The study met its primary endpoint and demonstrated a median overall survival of 13.1 months and a median progression-free survival of 3.6 months. The objective response rate was 7 percent, and 57 percent had stable disease. The regimen appeared to be well-tolerated in this study, with 14 percent and 4 percent of patients experiencing grade 3 skin rash and diarrhea, respectively.
"This chemotherapy-free regimen compares favorably with concurrent standard third-line therapies with respect to safety and efficacy," Martinelli said.
In the study, researchers collected plasma samples at baseline and conducted central ctDNA analysis in 56 patients for RAS, BRAF, and EGFR mutations. They found that after receiving a break from anti-EGFR antibody treatment, 41 had no mutations in RAS or BRAF but 15 patients still had mutations in these genes. The overall response rate to the avelumab-cetuximab combination was 9 percent in the wildtype population and there were no responders in the mutated population. The median progression-free survival was 4.3 months versus 3.2 months, and the median overall survival was 16.1 months and 11.5 months in the wildtype and mutated ctDNA groups, respectively.

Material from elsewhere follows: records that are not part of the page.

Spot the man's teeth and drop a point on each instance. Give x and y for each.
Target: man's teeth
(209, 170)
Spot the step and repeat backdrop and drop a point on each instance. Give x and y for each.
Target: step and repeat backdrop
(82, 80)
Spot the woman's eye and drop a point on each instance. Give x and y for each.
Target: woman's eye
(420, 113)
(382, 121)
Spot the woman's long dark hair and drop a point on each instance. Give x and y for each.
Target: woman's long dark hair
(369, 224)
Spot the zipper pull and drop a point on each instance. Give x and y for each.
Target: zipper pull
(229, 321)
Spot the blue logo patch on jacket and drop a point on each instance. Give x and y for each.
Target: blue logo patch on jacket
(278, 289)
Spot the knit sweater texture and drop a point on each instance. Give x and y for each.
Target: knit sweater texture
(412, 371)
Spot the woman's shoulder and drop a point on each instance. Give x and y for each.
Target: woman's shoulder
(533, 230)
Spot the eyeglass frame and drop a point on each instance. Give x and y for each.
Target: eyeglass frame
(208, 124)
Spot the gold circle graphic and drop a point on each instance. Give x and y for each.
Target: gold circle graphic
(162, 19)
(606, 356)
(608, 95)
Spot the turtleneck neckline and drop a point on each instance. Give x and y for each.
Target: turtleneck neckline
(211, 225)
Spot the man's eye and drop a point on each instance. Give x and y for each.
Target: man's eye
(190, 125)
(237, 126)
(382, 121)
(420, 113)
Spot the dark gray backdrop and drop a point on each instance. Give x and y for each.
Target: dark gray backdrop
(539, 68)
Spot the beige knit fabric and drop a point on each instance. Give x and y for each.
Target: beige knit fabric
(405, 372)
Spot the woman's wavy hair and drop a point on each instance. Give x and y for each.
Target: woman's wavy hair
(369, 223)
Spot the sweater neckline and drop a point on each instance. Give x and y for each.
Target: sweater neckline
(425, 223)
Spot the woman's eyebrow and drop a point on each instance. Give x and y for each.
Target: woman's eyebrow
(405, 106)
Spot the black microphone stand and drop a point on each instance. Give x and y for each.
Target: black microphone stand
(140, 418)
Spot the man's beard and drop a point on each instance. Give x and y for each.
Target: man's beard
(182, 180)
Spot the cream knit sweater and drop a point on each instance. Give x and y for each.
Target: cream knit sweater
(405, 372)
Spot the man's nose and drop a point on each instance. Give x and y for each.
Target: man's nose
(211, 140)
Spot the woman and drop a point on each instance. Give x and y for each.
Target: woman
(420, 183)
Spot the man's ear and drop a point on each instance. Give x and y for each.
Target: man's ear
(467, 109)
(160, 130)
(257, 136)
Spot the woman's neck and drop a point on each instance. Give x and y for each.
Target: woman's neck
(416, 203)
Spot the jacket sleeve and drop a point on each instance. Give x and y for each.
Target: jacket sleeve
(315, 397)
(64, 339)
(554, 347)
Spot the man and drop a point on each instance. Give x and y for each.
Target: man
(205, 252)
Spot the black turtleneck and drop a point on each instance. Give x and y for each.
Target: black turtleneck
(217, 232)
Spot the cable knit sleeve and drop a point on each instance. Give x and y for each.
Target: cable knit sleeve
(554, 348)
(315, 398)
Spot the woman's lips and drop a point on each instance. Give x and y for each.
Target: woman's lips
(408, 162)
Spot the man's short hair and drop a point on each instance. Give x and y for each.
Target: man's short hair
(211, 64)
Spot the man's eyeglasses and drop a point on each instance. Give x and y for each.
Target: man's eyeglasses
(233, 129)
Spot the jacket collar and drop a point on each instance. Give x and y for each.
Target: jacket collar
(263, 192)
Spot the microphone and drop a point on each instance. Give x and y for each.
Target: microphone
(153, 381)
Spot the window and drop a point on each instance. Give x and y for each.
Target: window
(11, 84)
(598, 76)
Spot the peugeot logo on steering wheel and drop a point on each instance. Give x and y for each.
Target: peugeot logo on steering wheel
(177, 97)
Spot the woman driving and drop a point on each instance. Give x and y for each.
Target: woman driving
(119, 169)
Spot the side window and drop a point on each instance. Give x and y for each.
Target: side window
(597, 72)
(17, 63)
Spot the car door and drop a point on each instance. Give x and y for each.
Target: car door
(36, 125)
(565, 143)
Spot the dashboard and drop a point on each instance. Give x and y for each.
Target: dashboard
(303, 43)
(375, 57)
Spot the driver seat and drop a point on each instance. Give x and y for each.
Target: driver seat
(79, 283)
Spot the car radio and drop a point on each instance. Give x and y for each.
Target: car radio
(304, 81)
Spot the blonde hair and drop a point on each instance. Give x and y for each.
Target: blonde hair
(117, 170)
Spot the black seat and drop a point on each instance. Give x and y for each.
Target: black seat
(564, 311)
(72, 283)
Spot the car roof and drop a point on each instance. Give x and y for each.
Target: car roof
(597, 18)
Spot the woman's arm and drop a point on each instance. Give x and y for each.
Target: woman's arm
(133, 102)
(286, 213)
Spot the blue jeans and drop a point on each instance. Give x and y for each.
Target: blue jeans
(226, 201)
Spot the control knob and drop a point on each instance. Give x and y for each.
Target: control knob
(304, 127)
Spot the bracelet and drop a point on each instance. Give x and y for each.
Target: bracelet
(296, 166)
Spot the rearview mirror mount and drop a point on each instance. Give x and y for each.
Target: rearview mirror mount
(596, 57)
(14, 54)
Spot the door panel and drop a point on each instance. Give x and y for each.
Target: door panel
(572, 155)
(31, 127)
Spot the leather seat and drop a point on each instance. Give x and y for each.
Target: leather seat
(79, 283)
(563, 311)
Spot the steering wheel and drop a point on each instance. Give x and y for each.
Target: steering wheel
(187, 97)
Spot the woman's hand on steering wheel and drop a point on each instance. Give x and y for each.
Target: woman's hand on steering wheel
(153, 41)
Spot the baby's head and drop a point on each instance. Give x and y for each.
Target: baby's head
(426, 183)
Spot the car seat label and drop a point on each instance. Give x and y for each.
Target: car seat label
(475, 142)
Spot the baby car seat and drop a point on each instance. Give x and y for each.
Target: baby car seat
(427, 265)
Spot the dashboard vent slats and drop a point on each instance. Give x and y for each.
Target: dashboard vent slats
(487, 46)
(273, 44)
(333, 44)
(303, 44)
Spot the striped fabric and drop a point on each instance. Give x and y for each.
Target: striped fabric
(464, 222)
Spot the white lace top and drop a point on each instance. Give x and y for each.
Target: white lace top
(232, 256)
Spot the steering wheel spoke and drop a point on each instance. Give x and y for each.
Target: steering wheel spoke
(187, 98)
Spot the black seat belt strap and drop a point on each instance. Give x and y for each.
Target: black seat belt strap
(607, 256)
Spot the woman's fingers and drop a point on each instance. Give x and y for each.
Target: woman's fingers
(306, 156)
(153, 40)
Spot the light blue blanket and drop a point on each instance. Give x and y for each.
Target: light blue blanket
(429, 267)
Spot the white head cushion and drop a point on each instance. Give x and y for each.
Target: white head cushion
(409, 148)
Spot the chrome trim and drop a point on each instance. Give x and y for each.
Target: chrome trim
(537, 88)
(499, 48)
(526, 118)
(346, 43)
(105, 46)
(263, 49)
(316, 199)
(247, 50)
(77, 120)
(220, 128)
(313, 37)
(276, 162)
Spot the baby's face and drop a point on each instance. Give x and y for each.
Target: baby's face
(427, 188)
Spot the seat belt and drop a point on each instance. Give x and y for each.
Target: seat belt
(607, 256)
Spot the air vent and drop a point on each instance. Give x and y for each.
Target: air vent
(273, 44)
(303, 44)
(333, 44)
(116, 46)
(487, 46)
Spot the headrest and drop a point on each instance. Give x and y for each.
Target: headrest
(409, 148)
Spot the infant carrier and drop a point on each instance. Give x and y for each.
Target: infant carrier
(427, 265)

"The evaluation of plasma ctDNA as assessed at baseline by liquid biopsy allowed [us] to further define the activity and the safety" of the combination, Martinelli said, noting that the findings need to be confirmed in a Phase III randomized trial. "Moreover, plasma DNA analysis before treatment should contribute to better selecting patients who may benefit from this treatment."
In reviewing the data, Chiara Cremolini, a colorectal cancer specialist from the University of Pisa recognized that stratifying patients based on ctDNA analysis certainly seems to have improved the identification of the population benefiting from the avelumab-cetuximab treatment, judging by the response rate increasing from an initial 7 percent to 9 percent and similar improvements in median progression-free and overall survival.
The CAVE study, in her view, showed "a certain degree" of activity with this anti-EGFR treatment rechallenge strategy, though "not impressive" activity. However, she agreed that liquid biopsy may have a role in identifying best responders among previously treated, advanced colorectal cancer patients. She noted there are several other ongoing studies exploring an anti-EGFR rechallenge strategy in RAS wildtype metastatic colorectal cancer patients, and a few of them are even using ctDNA analysis to select patients.
Despite the activity seen in the CAVE study, there are still unanswered questions about the extent to which cetuximab is helping marshal NK cell-directed immune responses against cancer cells in parallel with avelumab, and about what benefit the checkpoint inhibitor is adding beyond cetuximab.
"The added value of avelumab is beyond the reach of this trial," Cremolini said, noting that six patients in the initial analysis responded to the avelumab-cetuximab regimen. However, the researchers didn't specify whether these patients were microsatellite stable or unstable. Patients with high microsatellite instability are predicted to respond particularly well to checkpoint inhibitors, and three patients in the study had high microsatellite instability.
"The results in the [microsatellite-stable] subgroup will be useful to properly assess the activity of this combination" and which patients are not responsive to immunotherapy, Cremolini said. "More research is needed to open the doors of [microsatellite-stable] tumors to checkpoint inhibitors."